Por fin ese domingo se levantó el sol. El doctor tenía por costumbre ese día no hacer sino las visitas indispensables sin pasar por la consulta que tenía en la ciudad, asaltada siempre por los clientes y en la cual sólo atendía consultas tres veces a la semana. Le causaba horror este cuarto en el primer piso de una casa enteramente ocupada por oficinas, y donde le era imposible, según él decía, leer o escribir una sola línea. Tal como en Lourdes hasta los más ínfimos exvotos ocupaban su lugar, el doctor había reunido entre esas cuatro paredes todo aquello con que lo había colmado su clientela agradecida. Después de haber odiado esos bronces artísticos, esas cerámicas austríacas, esos amorcillos de mármol reconstituido, esas porcelanas, esos barómetros-calendarios, había llegado a un punto en que sentía cierto gusto por ese horrible museo y en que se regocijaba cuando recibía "una obra de arte" de una singular fealdad: ¡ sobre todo, nada de antiguo! decíanse unos a otros los clientes deseosos de dar gusto al doctor Courréges.

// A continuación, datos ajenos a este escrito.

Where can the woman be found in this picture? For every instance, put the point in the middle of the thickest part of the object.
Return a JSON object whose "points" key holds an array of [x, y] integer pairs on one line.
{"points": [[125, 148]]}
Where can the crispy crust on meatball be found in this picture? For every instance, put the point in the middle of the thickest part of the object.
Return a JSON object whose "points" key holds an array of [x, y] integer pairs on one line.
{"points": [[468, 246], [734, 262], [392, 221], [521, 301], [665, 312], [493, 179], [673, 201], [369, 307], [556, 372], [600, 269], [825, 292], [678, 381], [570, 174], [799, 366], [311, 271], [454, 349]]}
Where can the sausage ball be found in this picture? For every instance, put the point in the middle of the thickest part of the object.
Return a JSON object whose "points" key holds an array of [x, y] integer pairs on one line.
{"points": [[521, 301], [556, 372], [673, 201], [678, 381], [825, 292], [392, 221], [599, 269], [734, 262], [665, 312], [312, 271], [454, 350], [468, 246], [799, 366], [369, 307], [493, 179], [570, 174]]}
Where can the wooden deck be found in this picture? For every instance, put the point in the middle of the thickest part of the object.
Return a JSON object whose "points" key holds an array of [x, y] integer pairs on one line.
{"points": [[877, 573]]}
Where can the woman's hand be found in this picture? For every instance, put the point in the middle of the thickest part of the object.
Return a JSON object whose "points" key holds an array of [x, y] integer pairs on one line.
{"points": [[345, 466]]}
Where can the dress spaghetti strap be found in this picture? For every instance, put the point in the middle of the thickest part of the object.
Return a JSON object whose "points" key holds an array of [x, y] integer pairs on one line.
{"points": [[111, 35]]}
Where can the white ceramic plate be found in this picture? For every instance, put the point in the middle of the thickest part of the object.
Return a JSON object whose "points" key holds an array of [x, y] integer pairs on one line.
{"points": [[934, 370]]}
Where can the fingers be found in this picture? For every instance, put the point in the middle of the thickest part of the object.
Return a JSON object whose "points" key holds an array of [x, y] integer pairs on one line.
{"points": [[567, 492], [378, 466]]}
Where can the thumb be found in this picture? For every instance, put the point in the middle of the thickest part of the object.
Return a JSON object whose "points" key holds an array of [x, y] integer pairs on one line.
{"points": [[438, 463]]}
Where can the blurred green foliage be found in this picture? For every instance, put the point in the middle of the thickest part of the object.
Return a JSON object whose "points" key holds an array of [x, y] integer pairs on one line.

Ese domingo en el que se había persuadido de que su entrevista con Maria Cross cambiaría su destino, consintió, sin embargo, en recibir hacia las tres de la tarde, en su consulta a un hombre de negocios neurasténico que no podía disponer de una sola hora libre durante la semana. El doctor se había resignado: de ese modo podría salir apenas hubiera terminado el almuerzo y ocuparía los últimos momentos disponibles antes del minuto tan ardientemente esperado y temido. No pidió su coche, ni trató de subir a los tranvías repletos: racimos humanos colgaban de los estribos, pues había un partido de rugby y era también la primera corrida del año: los nombres de Algabeno y Fuentes destellaban en los amarillos y rojos. A pesar de que la corrida no empezaba hasta las cuatro de la tarde, ya la muchedumbre deslizábase hacia las arenas en las apagadas calles de un domingo de tiendas cerradas. Los jóvenes llevaban sombreros de pequeñas y estrechas alas con cintas de colores o sombreros de fieltro gris claro que creían de procedencia española, y reían envueltos en nubes de tabaco ordinario. Los cafés desparramaban sobre la acera el fresco aliento del ajenjo. El doctor no recordaba haber vagado en esa forma entre la turba sin otra preocupación que matar las horas que lo separaban de cierta hora. ¡Qué extraño parecía esta ociosidad en un hombre sobrecargado de trabajo! No sabía ser ocioso; trató de pensar en el experimento que acababa de comenzar pero sólo pudo imaginar a Maria Cross tendida y leyendo.

De súbito desapareció el sol y la muchedumbre inquieta miró en el cielo una nube cargada. Alguien afirmó haber sentido caer una gota; pero el sol volvió a calentar a chorros. No, la tempestad no estallaría hasta que el último toro muriera.